The nation’s M1B, a broad measure of money supply that includes currency held by the public and deposits, surged 30.3 percent last month from a year earlier, posting the highest increase since September 1988, the central bank said yesterday.
However, M2, which includes M1B, time deposits, time savings deposits, foreign currency deposits and mutual funds, declined 5.99 percent last month from a year ago because of a high comparison base, the bank said.
“M1B’s annual growth rose to 30.3 percent last month mainly because of the steady transfer of funds from time and savings deposits to demand deposits,” Dawn Chen (陳一端), deputy chief of the central bank’s economic research department, told a media briefing.
“Liquidity in the stock market was abundant,” Chen said.

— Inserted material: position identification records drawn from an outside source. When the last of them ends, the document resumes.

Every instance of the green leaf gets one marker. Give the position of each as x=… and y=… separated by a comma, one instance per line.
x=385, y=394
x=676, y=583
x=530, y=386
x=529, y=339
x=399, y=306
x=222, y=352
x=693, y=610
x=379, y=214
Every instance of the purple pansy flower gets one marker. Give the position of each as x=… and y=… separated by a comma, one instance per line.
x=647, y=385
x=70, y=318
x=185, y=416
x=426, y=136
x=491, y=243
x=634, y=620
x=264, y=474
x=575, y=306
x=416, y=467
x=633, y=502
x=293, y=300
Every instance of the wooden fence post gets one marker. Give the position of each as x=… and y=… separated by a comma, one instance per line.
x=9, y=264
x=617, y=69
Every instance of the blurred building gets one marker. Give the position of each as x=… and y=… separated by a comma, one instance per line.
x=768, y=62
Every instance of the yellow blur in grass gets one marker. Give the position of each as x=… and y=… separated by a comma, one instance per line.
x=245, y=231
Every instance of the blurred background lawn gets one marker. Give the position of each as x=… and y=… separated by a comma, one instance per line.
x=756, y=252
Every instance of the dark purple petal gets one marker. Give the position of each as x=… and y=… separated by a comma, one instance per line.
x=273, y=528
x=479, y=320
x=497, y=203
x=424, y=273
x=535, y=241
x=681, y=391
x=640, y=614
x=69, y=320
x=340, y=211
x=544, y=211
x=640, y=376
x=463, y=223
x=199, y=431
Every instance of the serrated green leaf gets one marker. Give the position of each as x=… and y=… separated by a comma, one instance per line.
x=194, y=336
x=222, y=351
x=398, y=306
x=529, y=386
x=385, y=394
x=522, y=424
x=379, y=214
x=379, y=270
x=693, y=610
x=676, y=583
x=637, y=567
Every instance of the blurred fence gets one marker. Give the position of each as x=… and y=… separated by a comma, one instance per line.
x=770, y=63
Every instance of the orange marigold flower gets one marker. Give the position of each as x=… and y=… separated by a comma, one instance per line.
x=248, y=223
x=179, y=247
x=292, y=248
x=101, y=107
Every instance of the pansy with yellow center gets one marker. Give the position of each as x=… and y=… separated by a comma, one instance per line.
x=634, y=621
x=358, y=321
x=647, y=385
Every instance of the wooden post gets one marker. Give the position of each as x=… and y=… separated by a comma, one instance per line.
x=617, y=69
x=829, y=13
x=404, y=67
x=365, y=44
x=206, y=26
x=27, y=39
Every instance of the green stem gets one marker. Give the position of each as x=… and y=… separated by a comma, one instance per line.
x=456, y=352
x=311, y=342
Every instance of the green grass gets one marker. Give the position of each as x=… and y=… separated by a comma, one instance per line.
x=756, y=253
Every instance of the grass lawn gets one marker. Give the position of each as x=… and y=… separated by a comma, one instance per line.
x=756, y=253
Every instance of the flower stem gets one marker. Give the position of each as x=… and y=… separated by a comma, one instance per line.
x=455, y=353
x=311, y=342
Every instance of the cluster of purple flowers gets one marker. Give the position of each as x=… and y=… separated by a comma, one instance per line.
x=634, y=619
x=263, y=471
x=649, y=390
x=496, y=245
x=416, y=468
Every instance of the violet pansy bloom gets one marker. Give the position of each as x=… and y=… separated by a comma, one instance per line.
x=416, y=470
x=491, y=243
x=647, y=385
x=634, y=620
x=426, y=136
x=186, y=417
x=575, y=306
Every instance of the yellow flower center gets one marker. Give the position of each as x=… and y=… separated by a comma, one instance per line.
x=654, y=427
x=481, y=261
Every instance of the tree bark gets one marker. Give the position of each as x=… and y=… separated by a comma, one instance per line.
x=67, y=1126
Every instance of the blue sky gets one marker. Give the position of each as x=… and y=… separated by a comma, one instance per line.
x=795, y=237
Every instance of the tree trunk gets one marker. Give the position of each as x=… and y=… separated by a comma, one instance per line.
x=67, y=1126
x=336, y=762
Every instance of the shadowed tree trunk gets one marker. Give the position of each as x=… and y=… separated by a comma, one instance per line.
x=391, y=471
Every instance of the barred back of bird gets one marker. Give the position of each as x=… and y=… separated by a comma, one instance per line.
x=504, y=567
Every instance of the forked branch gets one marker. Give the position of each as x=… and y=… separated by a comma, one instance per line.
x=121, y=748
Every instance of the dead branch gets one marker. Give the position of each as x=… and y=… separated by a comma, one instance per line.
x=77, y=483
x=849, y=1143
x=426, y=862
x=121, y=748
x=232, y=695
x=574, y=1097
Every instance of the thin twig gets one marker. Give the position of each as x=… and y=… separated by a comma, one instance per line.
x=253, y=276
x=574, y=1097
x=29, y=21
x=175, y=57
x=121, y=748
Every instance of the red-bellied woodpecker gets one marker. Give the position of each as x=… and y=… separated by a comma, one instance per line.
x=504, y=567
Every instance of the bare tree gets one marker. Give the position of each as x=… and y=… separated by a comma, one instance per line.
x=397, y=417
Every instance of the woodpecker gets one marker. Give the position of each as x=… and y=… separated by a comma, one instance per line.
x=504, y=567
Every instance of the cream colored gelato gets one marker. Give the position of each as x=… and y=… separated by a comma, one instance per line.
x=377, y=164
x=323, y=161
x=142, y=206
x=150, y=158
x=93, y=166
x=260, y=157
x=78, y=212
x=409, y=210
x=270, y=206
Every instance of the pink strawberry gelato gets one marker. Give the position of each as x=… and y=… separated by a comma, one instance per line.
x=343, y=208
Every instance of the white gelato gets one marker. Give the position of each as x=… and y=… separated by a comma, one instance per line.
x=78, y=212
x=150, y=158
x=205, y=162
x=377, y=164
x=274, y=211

For the full year, M1B grew 16.54 percent from the previous year, while M2 rose 7.21 percent.
Asked whether the bank expects M1B to expand this year because of capital inflows from Chinese domestic qualified institutional investors, Chen said that the narrow monetary aggregate could still rise but the rate of expansion might not be big because of a high comparison base last year.
Demand deposits increased 31.3 percent, or NT$239.4 billion, to NT$9.5 trillion last month, while foreign currency deposits rose 0.7 percent to NT$2.4 trillion partly because of an increase in personal foreign currency deposits, Chen said.
Meanwhile, total outstanding loans and investments of major financial institutions increased 0.73 percent year-on-year last month after a 0.62 percent contraction in November, the central bank said.
Chen attributed the increase to a rise in public loans and a moderate decline in loans to the private sector.